Dalam karya Felix K. Nesi (Orang-orang Oetimu), kita bisa melihat ketika latar belakang penulis dibawa-bawa ke meja pertimbangan baik atau buruknya karakteristik para tokoh. Namun, dengan jenaka Felix sanggup menampilkannya sehingga pembaca dapat terperangah sekaligus tertawa geli, khususnya ketika menyaksikan tokoh-tokoh agama yang berperilaku tak senonoh. Narasi yang jenaka seperti itu hanya mungkin ditulis oleh latar belakang pengarang yang beragama Katolik. Tak beda jauh dengan kekonyolan tokoh politik dan agama yanag berlatar belakang Islam dalam novel Perasaan Orang Banten.
Hal serupa kita melihat pada sosok Max Havelaar (Eduard Douwes Dekker), yang menggambarkan pejabat kolonial sebagai laki-laki yang doyan mabuk dan suka main perempuan. Namun demikian, karya Dekker sebagaimana karya-karya Pramoedya tidak mau mengajak pembaca tertawa, atau bahkan tersenyum. Mereka begitu tekun menelusuri fakta-fakta empiris untuk dituangkan ke dalam karya sastra sejarah. Membaca karya-karya mereka berikut realitas empiris yang terjadi di lapangan, membuat kita lantas berasumsi bahwa ada korelasi yang begitu lekat antara sastra dan narasi sejarah, yang bisa dianggap kredibel sebagai sumber data dan fakta.

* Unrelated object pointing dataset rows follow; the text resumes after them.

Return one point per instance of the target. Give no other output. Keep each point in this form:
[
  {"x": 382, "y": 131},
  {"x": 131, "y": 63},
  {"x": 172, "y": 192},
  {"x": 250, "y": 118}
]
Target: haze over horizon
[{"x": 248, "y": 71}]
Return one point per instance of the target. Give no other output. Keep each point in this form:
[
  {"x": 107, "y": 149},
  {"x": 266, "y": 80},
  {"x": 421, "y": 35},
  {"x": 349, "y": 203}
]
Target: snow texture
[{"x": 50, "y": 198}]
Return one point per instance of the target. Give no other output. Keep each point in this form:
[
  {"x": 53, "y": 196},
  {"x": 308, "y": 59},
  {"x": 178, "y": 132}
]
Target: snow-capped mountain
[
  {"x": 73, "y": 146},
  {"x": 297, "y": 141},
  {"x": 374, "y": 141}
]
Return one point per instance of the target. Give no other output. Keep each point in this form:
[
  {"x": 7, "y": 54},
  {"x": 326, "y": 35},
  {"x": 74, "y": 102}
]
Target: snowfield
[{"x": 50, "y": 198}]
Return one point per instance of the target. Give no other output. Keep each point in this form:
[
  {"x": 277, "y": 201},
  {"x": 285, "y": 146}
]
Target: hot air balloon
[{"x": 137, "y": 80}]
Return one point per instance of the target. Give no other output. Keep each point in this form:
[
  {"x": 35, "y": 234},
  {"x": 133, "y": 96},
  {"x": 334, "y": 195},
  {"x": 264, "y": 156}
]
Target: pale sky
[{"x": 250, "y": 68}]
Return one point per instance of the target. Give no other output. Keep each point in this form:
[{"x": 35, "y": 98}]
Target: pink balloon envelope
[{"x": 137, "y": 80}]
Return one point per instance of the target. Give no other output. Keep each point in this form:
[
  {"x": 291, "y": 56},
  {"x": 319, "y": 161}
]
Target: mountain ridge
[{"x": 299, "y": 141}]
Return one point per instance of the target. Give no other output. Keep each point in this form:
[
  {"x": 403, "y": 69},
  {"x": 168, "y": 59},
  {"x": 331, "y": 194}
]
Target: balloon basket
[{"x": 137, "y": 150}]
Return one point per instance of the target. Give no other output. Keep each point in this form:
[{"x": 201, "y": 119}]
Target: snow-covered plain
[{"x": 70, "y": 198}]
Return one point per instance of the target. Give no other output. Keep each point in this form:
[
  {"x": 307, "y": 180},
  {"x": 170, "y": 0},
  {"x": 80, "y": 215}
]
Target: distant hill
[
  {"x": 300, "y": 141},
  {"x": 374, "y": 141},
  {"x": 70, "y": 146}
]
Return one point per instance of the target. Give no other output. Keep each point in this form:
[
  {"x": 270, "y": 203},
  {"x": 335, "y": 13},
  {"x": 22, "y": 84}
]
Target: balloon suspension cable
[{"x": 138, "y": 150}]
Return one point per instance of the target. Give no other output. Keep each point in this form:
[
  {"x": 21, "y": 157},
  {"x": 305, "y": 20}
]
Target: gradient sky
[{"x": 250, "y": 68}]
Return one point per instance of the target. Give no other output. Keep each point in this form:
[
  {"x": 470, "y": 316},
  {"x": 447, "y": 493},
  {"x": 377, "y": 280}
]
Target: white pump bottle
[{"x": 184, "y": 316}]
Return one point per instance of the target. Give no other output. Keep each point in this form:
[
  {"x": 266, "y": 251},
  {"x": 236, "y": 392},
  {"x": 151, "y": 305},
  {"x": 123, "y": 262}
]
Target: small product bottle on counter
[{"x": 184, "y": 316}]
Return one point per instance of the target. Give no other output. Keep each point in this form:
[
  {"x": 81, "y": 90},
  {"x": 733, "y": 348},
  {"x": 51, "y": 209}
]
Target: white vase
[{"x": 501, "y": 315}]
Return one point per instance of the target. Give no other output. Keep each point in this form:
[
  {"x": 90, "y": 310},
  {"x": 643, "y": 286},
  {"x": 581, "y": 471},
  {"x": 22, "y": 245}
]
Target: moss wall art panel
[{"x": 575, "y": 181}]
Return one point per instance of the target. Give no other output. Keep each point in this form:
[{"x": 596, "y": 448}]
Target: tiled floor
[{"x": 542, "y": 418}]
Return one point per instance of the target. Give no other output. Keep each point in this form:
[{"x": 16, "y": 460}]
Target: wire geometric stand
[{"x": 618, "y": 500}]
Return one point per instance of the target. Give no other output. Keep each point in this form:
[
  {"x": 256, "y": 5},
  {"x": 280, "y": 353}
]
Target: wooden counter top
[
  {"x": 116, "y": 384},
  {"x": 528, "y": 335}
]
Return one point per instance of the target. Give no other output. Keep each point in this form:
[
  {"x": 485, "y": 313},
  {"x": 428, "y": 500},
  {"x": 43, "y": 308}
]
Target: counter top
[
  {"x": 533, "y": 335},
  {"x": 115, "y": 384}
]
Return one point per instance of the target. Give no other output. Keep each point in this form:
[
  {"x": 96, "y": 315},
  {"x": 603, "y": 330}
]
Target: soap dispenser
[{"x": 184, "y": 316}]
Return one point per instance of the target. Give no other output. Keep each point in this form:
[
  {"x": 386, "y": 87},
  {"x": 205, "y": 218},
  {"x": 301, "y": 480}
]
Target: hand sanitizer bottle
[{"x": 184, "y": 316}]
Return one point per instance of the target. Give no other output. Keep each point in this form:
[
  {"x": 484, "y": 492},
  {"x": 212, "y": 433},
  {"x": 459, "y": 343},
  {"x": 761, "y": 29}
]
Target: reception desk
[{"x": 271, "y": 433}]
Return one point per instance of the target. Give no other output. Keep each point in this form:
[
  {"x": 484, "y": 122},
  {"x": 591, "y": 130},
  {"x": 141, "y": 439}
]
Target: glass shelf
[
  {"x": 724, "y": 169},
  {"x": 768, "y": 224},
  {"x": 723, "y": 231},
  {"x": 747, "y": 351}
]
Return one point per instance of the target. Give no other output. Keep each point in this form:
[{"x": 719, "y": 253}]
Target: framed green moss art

Asumsi tersebut selaiknya membuat kita bertanya-tanya: bisakah kita mencapai pada kredibilitas sejarah yang dipetik dari narasi kesusastraan? Seberapa jauh suatu karya fiksi, yang merupakan konstruksi imajinasi pengarang, dapat diposisikan sejajar dengan sumber primer konvensional dalam penulisan sejarah? Lalu, bagaimana para akademisi sastra maupun sejarawan, memberikan pandangan mereka atas genre suatu fiksi sejarah?
Sejarah sebagai sains
Thomas Hobbes, seorang filosof Inggris pernah menjelaskan dalam karyanya “Leviathan” (1651), bahwa pengetahuan berdasarkan fakta, berbeda dengan pengetahuan yang dihasilkan dari afirmasi pada sebuah obyek. Berdasarkan teori itu, Hobbes kemudian memasukkan sejarah sebagai ilmu pengetahuan yang didasarkan oleh fakta-fakta. Jadi, sejak semula tampaknya sejarah belum dimasukkan ke dalam tabel deretan sains. Sebab, ketika sains berkaitan dengan penjelasan dan serangkaian afirmasi, sementara sejarah berhubungan dengan perasaan dan pikiran (memori) yang membutuhkan saksi-saksi sejarah sebagai penuturnya.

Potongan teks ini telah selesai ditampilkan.